Supercomputing and big data have taken yet another step forward in leading to new treatment for cancer.

Schr dinger, a company that offers molecular-modeling and drug-design software, and Nimbus Discovery are using Cycle Computing's 50,000-core supercomputer to run a virtual screen to find a protein target responsible for cancer.

Schr dinger helps fund the work of Nimbus, which performs drug discovery and molecular modeling.

Cycle Computing announced the creation of the supercomputer cluster, code-named Naga, at the Amazon Web Services summit in New York City on April 19.

AWS' cluster of servers power the research in a cloud environment. The CycleCloud high-performance computing (HPC) software brought the cluster to the supercomputing level.

"We take those servers and turn them into a working, functioning supercomputer," Jason Stowe, founder and CEO of Cycle Computing, told eWEEK.

Schr dinger offers Glide, a computational docking application that performs the screening of compound libraries as researchers try to identify proteins that may have an effect on cancer activity. These discoveries can lead to the development of potential treatment.

"What they're trying to do is find molecules that would fit into the target on this protein, much like a lock-and-key kind of scenario," said Stowe.

As a mapping application, Glide allowed researchers to virtually screen 21 million molecule conformations against a possible cancer target. The software simulates the placement of a molecule into the protein, said Stowe.

"In order to do that in a reasonable period of time, they need multiple machines, and that's essentially what a high-performance-supercomputing cluster is used for," Stowe explained.

Following computational testing, Schr dinger and Nimbus are physically testing the molecules in a lab.
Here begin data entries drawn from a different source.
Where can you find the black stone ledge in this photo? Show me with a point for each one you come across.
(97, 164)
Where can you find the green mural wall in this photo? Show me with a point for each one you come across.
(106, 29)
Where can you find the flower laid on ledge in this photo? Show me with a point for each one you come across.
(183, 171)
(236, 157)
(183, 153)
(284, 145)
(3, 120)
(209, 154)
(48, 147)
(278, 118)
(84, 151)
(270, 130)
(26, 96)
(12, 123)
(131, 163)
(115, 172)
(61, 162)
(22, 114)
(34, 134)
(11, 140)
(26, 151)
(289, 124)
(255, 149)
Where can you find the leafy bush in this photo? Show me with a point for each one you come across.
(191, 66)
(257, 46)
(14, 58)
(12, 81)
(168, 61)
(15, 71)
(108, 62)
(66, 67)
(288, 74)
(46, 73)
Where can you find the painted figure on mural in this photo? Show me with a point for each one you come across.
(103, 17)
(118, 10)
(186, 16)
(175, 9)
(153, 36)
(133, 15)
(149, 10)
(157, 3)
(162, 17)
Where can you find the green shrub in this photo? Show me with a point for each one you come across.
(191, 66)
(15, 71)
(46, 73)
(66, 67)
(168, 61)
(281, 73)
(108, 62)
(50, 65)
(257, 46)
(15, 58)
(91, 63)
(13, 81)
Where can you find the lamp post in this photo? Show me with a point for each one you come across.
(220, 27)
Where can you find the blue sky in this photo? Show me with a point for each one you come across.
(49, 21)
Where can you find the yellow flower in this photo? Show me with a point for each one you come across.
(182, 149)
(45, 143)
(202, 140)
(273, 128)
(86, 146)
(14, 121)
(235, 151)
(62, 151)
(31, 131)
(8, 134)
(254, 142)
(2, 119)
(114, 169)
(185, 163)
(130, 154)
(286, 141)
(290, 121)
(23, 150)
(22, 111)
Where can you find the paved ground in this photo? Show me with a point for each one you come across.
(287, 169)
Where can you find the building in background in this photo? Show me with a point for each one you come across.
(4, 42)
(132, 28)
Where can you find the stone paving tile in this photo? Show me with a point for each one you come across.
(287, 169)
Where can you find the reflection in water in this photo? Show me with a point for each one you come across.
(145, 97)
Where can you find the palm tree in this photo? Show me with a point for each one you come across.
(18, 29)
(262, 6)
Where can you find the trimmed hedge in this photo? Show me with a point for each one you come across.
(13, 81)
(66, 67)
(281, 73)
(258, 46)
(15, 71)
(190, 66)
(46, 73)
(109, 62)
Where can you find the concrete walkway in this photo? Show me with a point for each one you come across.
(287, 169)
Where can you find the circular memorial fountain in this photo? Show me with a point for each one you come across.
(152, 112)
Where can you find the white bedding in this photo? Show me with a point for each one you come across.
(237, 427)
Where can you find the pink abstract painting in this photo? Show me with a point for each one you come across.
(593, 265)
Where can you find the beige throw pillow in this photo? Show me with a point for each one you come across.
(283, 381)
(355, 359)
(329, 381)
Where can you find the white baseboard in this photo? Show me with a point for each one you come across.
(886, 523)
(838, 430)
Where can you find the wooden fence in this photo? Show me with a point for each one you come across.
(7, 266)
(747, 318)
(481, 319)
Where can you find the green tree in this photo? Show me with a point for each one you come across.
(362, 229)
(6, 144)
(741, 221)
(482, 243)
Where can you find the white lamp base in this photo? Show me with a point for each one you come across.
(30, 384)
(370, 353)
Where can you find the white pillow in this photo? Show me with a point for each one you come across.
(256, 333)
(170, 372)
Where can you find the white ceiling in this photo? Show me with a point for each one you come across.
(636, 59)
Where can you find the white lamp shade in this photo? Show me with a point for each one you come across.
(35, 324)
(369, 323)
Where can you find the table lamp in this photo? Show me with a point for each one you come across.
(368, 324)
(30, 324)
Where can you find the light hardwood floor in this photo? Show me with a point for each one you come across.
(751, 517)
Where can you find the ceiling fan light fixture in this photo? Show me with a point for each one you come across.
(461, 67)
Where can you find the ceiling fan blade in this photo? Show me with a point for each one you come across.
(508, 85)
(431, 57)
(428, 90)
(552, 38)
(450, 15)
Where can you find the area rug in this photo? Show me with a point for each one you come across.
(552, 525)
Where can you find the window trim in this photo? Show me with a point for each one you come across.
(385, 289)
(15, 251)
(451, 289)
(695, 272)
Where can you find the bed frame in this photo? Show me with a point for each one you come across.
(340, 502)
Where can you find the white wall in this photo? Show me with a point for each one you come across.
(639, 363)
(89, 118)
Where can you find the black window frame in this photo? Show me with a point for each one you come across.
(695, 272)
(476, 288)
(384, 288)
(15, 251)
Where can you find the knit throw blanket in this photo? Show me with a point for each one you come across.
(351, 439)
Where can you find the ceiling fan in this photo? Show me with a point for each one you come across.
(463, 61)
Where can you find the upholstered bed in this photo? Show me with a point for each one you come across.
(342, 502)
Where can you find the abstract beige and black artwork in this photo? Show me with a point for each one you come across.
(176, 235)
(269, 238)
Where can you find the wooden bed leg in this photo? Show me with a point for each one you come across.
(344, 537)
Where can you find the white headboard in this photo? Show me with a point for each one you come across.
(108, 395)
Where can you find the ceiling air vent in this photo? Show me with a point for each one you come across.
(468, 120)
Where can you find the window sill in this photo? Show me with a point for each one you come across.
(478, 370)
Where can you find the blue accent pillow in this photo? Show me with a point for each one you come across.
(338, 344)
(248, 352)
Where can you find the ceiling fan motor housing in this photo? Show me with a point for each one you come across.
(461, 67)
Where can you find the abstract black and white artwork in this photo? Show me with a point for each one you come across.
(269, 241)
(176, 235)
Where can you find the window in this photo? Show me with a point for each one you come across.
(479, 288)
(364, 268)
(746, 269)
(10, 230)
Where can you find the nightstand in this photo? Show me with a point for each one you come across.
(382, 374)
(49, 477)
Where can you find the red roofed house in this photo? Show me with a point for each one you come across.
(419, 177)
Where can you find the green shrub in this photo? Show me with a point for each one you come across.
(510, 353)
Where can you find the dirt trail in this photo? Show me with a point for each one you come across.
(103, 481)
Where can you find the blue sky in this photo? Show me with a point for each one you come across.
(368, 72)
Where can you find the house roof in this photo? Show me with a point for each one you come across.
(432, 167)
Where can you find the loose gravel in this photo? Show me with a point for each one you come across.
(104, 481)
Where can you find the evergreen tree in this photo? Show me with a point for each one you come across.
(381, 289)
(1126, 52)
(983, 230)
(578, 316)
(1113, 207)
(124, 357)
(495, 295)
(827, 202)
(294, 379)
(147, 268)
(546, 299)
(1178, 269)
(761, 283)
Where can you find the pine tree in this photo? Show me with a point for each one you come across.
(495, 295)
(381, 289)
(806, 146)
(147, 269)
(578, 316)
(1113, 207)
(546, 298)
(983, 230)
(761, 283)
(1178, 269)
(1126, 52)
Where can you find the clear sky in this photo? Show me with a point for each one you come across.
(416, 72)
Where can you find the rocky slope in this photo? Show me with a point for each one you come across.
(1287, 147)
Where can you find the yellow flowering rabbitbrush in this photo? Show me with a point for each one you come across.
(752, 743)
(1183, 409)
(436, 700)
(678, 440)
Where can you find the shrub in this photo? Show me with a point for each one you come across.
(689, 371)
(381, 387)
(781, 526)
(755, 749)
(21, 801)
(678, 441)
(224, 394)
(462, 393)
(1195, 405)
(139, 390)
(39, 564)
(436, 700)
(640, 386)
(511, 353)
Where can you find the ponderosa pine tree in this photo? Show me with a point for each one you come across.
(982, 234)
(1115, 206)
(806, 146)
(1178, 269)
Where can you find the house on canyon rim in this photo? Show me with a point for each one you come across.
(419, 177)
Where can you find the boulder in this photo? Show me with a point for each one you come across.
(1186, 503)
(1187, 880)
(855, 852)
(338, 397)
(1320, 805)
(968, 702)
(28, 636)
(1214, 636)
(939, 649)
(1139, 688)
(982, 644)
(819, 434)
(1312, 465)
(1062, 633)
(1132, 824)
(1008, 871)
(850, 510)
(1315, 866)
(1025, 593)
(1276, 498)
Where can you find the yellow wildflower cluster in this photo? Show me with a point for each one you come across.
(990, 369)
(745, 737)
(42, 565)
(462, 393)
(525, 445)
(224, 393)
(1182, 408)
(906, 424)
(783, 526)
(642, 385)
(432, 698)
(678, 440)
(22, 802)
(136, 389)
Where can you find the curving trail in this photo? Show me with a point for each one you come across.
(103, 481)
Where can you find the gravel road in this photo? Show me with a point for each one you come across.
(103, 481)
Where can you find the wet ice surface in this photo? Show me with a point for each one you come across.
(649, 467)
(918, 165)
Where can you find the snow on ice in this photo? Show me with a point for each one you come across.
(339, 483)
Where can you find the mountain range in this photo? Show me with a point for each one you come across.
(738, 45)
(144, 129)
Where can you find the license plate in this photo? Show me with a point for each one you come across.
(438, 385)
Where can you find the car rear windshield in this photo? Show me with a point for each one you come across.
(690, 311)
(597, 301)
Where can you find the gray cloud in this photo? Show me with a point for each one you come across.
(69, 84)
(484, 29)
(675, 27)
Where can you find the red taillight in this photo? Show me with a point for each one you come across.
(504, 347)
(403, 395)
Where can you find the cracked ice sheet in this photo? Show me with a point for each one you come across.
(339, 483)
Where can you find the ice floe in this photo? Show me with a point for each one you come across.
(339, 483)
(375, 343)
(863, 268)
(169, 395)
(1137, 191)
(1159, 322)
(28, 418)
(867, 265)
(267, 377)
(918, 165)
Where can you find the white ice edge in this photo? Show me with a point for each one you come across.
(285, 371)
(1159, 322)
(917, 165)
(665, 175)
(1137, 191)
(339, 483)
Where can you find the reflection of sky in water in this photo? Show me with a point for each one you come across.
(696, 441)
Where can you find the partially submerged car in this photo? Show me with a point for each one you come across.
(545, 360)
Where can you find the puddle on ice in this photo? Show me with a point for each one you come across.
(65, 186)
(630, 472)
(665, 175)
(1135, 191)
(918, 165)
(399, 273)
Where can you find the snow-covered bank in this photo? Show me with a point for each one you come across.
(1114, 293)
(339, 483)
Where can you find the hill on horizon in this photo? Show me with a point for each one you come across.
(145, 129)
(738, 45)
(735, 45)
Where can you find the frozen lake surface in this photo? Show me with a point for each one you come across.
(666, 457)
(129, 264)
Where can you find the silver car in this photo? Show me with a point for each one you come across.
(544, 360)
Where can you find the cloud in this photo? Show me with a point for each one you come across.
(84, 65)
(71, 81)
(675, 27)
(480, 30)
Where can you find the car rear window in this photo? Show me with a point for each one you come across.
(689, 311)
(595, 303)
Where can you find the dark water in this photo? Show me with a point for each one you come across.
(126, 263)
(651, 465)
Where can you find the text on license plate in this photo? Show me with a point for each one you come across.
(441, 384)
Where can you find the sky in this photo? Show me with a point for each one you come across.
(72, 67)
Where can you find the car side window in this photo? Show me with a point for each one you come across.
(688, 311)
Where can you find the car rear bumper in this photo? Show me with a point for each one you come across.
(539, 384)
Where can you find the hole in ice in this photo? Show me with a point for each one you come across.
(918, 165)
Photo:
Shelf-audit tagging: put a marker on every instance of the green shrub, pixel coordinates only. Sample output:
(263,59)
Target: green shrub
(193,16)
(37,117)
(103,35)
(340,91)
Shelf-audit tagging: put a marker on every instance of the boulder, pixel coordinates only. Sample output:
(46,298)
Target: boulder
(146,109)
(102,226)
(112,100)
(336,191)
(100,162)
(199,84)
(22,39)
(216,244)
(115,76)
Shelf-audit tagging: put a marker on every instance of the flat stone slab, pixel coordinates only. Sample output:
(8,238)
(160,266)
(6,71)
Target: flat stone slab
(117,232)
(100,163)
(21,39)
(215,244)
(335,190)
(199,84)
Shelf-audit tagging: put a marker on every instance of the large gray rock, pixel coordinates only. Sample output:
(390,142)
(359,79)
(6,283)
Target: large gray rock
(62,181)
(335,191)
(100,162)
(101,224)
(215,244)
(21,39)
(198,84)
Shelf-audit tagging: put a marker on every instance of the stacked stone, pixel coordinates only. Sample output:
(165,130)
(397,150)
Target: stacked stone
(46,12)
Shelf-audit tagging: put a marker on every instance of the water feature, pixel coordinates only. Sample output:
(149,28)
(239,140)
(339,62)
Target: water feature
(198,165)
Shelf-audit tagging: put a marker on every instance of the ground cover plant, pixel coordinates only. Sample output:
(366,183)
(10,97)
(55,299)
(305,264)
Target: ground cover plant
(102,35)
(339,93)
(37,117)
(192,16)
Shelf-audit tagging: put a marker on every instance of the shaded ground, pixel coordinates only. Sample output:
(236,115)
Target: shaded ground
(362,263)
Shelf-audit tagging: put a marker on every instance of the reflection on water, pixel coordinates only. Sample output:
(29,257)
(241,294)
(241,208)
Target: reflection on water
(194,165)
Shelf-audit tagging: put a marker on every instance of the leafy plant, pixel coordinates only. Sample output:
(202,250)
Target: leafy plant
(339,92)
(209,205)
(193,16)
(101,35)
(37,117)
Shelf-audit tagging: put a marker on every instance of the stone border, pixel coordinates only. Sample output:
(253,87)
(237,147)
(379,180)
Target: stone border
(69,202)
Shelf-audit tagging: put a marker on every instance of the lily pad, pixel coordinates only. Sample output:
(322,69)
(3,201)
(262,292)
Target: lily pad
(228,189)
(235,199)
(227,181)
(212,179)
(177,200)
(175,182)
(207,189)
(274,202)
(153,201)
"We will be purchasing and assaying the compounds that came from this virtual screen to confirm that indeed better science gives better results," Ramy Farid, president of Schr dinger, told eWEEK in an email. "It's hard to imagine that this will not be the case, but we have to do the experiment to confirm it."

Researchers also used the supercomputing vendor's CycleServer software to perform analytics, diagnose performance and manage the scientific workflow for the project.

Researchers completed the run in less than three hours compared with traditional methods, Stowe noted.

"Essentially, they're taking months off of this process," he said. "If you were to try and run this in-house , you would either miss drugs because you did it the old way or essentially, you'd wait considerable periods of time--a couple of months to get the results back--and then have to sift through them."

The computations cost $4,900 per hour at peak without up-front capital to access the computing capabilities through the cloud, Cycle reported in a blog post. An in-house supercomputer would cost tens of millions of dollars to power, cool and manage, according to Cycle.

"It would take a considerably longer period of time, so they'd never be able to run it in house," said Stowe.